Paper Information

Citation: Liu, Y., Chen, J., Jiao, R., Li, J., Huang, W., & Su, B. (2025). DenoiseVAE: Learning Molecule-Adaptive Noise Distributions for Denoising-based 3D Molecular Pre-training. International Conference on Learning Representations (ICLR).

Publication: ICLR 2025

Additional Resources:

What kind of paper is this?

This is a method paper with a supporting theoretical component. It introduces a new pre-training framework, DenoiseVAE, that challenges the standard practice of using fixed, hand-crafted noise distributions in denoising-based molecular representation learning.

What is the motivation?

The motivation is to create a more physically principled denoising pre-training task for 3D molecules. The core idea of denoising is to learn molecular force fields by corrupting an equilibrium conformation with noise and then learning to recover it. However, existing methods use a single, hand-crafted noise strategy (e.g., Gaussian noise of a fixed scale) for all atoms across all molecules. This is physically unrealistic for two main reasons:

  1. Inter-molecular differences: Different molecules have unique Potential Energy Surfaces (PES), meaning the space of low-energy (i.e., physically plausible) conformations is highly molecule-specific.
  2. Intra-molecular differences (Anisotropy): Within a single molecule, different atoms have different degrees of freedom. For instance, an atom in a rigid functional group can move much less than one connected by a single, rotatable bond.

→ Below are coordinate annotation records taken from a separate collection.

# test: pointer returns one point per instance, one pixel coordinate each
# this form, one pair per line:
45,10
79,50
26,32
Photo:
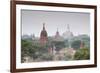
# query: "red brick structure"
43,36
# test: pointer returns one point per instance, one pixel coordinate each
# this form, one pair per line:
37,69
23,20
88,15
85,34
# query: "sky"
32,22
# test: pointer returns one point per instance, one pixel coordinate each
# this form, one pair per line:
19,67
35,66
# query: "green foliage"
76,44
82,54
59,44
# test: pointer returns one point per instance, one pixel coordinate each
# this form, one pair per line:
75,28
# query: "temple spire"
68,28
43,26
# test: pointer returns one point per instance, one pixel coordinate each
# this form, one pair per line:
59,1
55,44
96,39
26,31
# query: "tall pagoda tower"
43,36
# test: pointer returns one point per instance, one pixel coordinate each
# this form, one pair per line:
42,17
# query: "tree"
76,44
82,54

The authors argue that this “one-size-fits-all” noise approach leads to inaccurate force field learning because it samples many physically improbable conformations.

What is the novelty here?

The core novelty is a framework that learns to generate noise tailored to each specific molecule and atom, rather than relying on a predefined heuristic. This is achieved through three key innovations:

  1. Learnable Noise Generator: The authors introduce a Noise Generator module (a 4-layer Equivariant Graph Neural Network) that takes a molecule’s equilibrium conformation $X$ as input and outputs a unique, atom-specific Gaussian noise distribution (i.e., a different variance $\sigma_i^2$ for each atom $i$). This directly addresses the issues of PES specificity and force field anisotropy.
  2. Variational Autoencoder (VAE) Framework: The Noise Generator (encoder) and a Denoising Module (a 7-layer EGNN decoder) are trained jointly within a VAE paradigm. The noisy conformation is sampled using the reparameterization trick: $\tilde{x}_i = x_i + \epsilon \sigma_i$.
  3. Principled Optimization Objective: The training loss $\mathcal{L}_{DenoiseVAE} = \mathcal{L}_{Denoise} + \lambda \mathcal{L}_{KL}$ balances two competing goals:
    • A denoising reconstruction loss ($\mathcal{L}_{Denoise}$) encourages the Noise Generator to produce physically plausible perturbations from which the original conformation can be recovered. This implicitly constrains the noise to respect the molecule’s underlying force fields.
    • A KL divergence regularization term ($\mathcal{L}_{KL}$) pushes the generated noise distributions towards a predefined prior. This prevents the trivial solution of generating zero noise and encourages the model to explore a diverse set of low-energy conformations.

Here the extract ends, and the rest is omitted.